Without any special treatment, this would generate the following message-passing code:

a_uses_F[0] = new Gaussian[N];
a_uses_B[0] = new Gaussian[N];
for(int j = 0; j < M; j++) {
  a_uses_B[0][b[j]] = op( a_uses_F[0][b[j]] );
}

To decide if this code is correct, consider the following cases:

If b is a permutation, then the message-passing code is correct as it is. If b is a subarray, and a_uses_B[0] is initialized to uniform, then the code does produce the correct posterior distribution for a, but it has two other problems:

  1. The evidence for the model will be wrong because the evidence contribution of ‘a’ will add up all N elements of a_uses_B[0], including the uniform ones, while it should only add the M elements that were actually given a message.
  2. Memory is wasted since a_uses_B[0] allocates memory for N elements while only M elements are used.

If b is duplicated, then the code has two additional problems:

  1. Messages with the same b[j] will overwrite each other in the a_uses_B[0] array. Instead they should be multiplied together (and the resulting scale factor added to the evidence).
  2. For EP, the message from ‘a’ to the factor should multiply in the other messages received by the factor for the same array element. For example, suppose b[j]=0 for all j. Then a[0] is being used M times, and will receive M messages. The message from a[0] to a factor instance should include all the other M-1 messages.

Current implementation

Currently, the subarray case is handled by inserting an intermediate factor Factor.Subarray.
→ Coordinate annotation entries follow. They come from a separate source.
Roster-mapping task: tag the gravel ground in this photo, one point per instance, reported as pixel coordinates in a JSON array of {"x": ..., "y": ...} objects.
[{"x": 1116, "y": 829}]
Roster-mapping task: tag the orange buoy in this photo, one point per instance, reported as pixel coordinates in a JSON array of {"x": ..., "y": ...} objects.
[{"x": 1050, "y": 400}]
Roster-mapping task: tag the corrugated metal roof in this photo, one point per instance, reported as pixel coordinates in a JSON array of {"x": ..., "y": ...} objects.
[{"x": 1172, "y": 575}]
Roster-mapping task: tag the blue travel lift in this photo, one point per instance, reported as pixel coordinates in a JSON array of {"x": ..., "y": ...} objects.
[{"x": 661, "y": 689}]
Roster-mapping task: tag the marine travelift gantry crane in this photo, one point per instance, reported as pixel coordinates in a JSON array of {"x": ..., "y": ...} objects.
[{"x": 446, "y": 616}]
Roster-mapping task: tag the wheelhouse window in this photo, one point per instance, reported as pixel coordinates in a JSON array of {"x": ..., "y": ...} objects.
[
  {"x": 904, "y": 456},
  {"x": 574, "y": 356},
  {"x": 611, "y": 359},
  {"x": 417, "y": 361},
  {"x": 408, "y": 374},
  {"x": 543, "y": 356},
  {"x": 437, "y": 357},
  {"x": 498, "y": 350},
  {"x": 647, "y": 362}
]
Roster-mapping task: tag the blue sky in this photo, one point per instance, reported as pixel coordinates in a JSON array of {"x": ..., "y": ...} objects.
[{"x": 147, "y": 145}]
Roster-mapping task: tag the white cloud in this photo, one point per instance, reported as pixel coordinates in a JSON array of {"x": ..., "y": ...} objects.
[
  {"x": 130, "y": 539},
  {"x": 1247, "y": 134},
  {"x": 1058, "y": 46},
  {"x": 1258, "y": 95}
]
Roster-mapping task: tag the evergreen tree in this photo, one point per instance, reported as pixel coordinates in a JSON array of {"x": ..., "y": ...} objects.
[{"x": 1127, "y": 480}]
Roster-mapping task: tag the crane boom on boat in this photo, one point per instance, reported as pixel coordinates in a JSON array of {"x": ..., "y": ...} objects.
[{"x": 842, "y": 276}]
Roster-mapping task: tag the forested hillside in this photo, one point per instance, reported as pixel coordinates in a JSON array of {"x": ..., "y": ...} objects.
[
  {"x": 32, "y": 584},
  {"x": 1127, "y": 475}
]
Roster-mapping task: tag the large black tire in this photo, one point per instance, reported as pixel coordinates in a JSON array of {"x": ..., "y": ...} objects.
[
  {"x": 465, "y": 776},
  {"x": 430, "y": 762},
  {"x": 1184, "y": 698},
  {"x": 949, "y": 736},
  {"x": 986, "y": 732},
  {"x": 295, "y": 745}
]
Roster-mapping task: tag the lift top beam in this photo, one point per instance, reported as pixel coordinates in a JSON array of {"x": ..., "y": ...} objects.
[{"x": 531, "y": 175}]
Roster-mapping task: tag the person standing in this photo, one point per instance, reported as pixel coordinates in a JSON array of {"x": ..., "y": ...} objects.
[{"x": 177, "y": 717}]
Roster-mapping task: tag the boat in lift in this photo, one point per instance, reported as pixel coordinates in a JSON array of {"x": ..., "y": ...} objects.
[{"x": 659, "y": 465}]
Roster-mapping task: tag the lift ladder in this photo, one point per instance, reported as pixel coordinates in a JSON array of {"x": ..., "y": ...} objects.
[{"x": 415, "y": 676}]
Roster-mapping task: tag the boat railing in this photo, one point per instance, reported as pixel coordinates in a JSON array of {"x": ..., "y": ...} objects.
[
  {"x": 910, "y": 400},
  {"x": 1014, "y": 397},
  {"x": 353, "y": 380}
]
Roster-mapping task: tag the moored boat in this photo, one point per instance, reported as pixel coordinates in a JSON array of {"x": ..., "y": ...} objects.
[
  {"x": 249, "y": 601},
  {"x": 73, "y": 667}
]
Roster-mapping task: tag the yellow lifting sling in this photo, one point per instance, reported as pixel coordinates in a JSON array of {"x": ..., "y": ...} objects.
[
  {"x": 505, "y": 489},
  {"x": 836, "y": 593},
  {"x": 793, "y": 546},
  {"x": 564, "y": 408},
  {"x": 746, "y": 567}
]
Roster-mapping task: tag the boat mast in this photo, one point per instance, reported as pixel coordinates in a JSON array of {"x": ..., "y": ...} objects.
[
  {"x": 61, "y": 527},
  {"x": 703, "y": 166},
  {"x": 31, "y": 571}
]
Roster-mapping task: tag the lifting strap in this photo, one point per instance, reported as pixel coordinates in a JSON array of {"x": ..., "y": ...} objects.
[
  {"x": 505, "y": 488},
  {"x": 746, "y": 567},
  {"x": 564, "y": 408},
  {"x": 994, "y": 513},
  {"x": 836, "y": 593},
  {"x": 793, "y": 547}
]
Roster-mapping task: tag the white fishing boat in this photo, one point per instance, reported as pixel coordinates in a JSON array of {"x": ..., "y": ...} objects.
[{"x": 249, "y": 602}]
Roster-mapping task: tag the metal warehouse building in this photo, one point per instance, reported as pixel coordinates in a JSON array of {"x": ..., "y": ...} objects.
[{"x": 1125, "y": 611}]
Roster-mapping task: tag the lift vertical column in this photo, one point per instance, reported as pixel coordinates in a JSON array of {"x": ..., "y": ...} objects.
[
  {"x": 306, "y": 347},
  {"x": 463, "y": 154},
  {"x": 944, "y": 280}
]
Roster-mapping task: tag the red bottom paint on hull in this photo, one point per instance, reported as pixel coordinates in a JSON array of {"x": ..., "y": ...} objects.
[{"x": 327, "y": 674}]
This factor doesn’t change any of the messages but simply provides a correction to the evidence based on the lengths M and N. This factor is inserted even for permutations, where it provides no evidence correction. The code above is transformed into:

double[] a_b = new double[M];
a_b = Factor.Subarray(a, b);
for(int j = 0; j < M; j++) {
  Constrain.Positive(a_b[j]);
}

The duplicated case is handled by inserting an intermediate factor Factor.GetItems, in place of Factor.Subarray. This factor takes care of multiplying the messages for duplicate indices, in both directions. It is currently implemented using an O(N+M) algorithm but it could be changed to run in O(M).

Even with these intermediate factors, memory is wasted since the a_uses_B[0] array is always length N.

The transformation is currently done in the API as the model is being constructed. However, it would be better to do this as a compiler transform, because the expression a[b[j]] could arise in various ways that are hard to detect in the API. For example, suppose instead of observing b[j], we switch on b[j]. It would also allow more errors to be detected in the API.

More complex indexing

The inefficiency of the current implementation grows as the indexing gets more complex. Consider the following MSL (indexing by a jagged array):

double[] a = new double[N]; // random
int[][] b = new int[M][L]; // observed
for(int j = 0; j < M; j++) {
  for(int k = 0; k < L; k++) {
    Constrain.Positive(a[b[j][k]]);
  }
}

This gets transformed into:

double[][] a_b = new double[M][L];
for(int j = 0; j < M; j++) {
  a_b[j] = Factor.GetItems(a, b[j]);  
}
for(int j = 0; j < M; j++) {
  for(int k = 0; k < L; k++) {
    Constrain.Positive(a_b[j][k]);
  }
}

This code gives the correct answer. However, the original code has cost O(N+ML). In the transformed code, the entire array ‘a’ is used by M GetItems factors, increasing the cost to O(NM+ML). For example, if L=1 and M=N, this increases the cost from O(N) to O(N^2).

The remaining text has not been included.